There are also many successful sole proprietors and small partnerships functioning as Managing Agencies. These comprise entrepreneurs who have the experience and confidence to set up on their own. Having worked in the industry for a while, they have typically established good connections with community schemes that may support them going forward. Many of these budding entrepreneurs start by acquiring some portfolio work which they do after hours at home, whilst they are still working for their current employer. A Restraint of Trade of one year applies in most cases, but it will not apply to the PM’s work, picked up on his/her own capacity. This enables a small portfolio to be built-up part-time – and gives the entrepreneur an understanding of what owning an agency entails – before taking a giant leap of faith to go into his/her own business full-time.

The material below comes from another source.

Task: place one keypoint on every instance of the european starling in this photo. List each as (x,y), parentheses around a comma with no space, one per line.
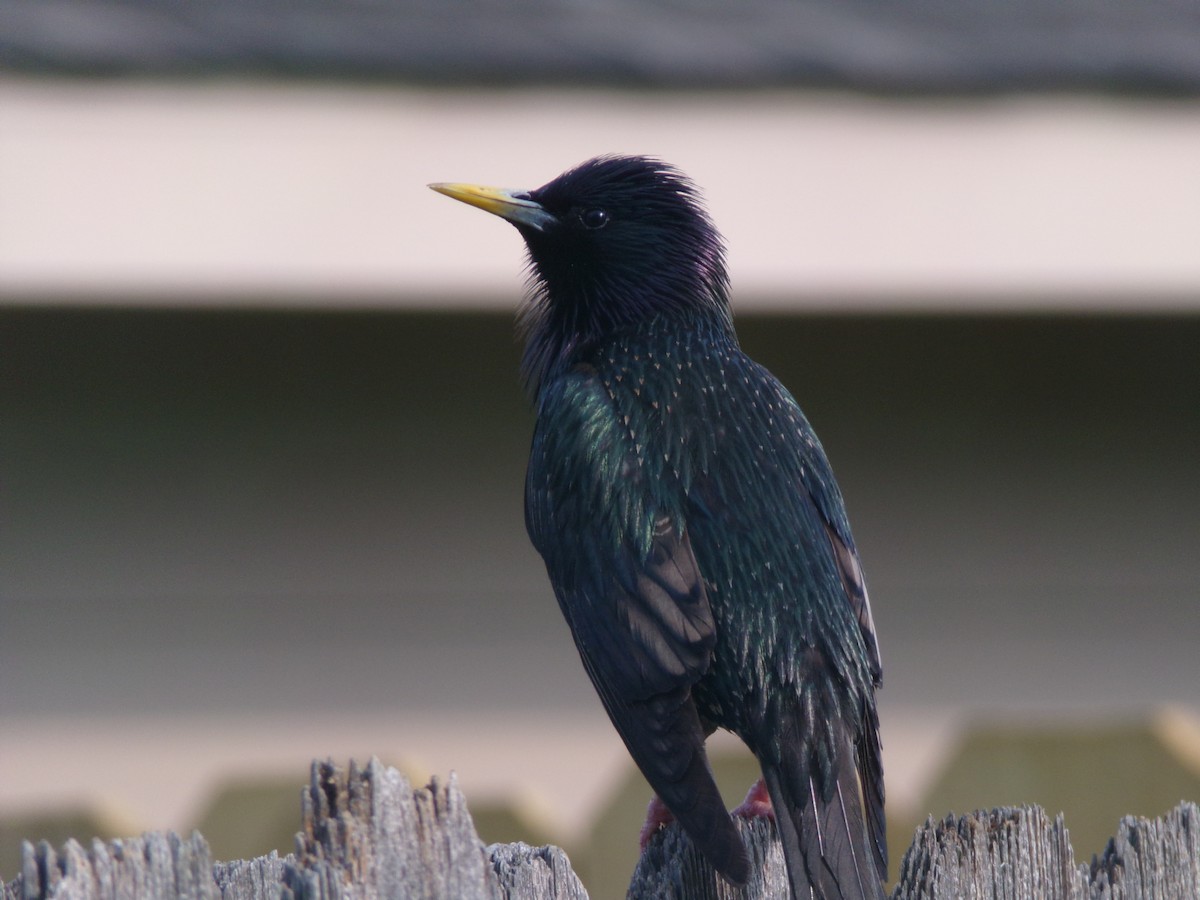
(691,526)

Why do people start their own business? Research is showing that budding entrepreneurs are people who want to help others, value giving great service, are keen to build long-term relationships, want to do it their way, and are passionate about their career in community schemes. They do not waste time with corporate politics; they can work from home; they can be flexible with their hours and yet still give their all to their clients. They recognise that they need to do it very well or face losing a client, which can be considered a personal rejection and will directly affect the bottom line. But a start-up will take cash resources, time, patience, and every ounce of energy you have.

Is it going to be worth it? Going it alone is risky, but it can be infinitely rewarding; emotionally and financially. No gain without pain! Should it not be to your liking, or you find that it is not working for you, with a clean reputation you will be ‘’snapped up” as there is a shortage of good PMs in this industry – but this is only a“safety net” thought!

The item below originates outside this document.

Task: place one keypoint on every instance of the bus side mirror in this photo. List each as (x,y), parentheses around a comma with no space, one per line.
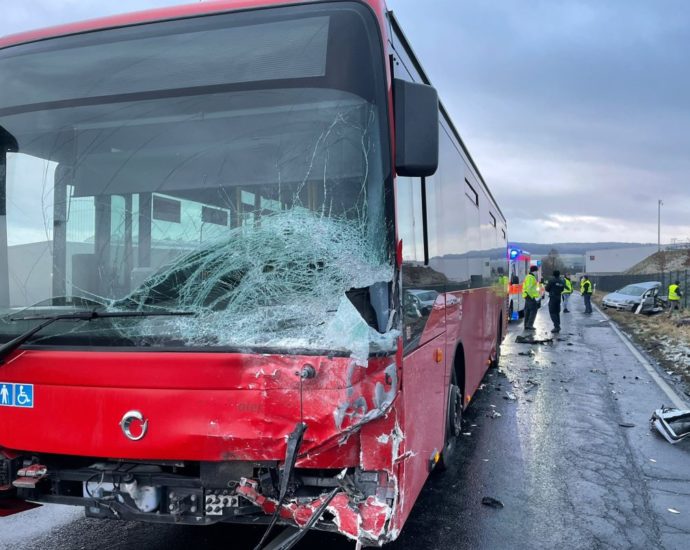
(416,129)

These days it is easier to source financial aid to set up your business, and there are services around which will assist you both in your incubation period and going forward. All of this reduces the risk and makes it so much more feasible to set up your own MA and take this big step. When you make it work, you can look forward to steady growth and achieve the enviable position of being able to pick and choose the community schemes you take on. You will enjoy a steady income going forward, and have a business to pass along to a family or sell for your retirement. In addition, you will have enjoyed doing that for which you have a passion and have the knowledge of owning a business that has made a positive difference in the community scheme industry.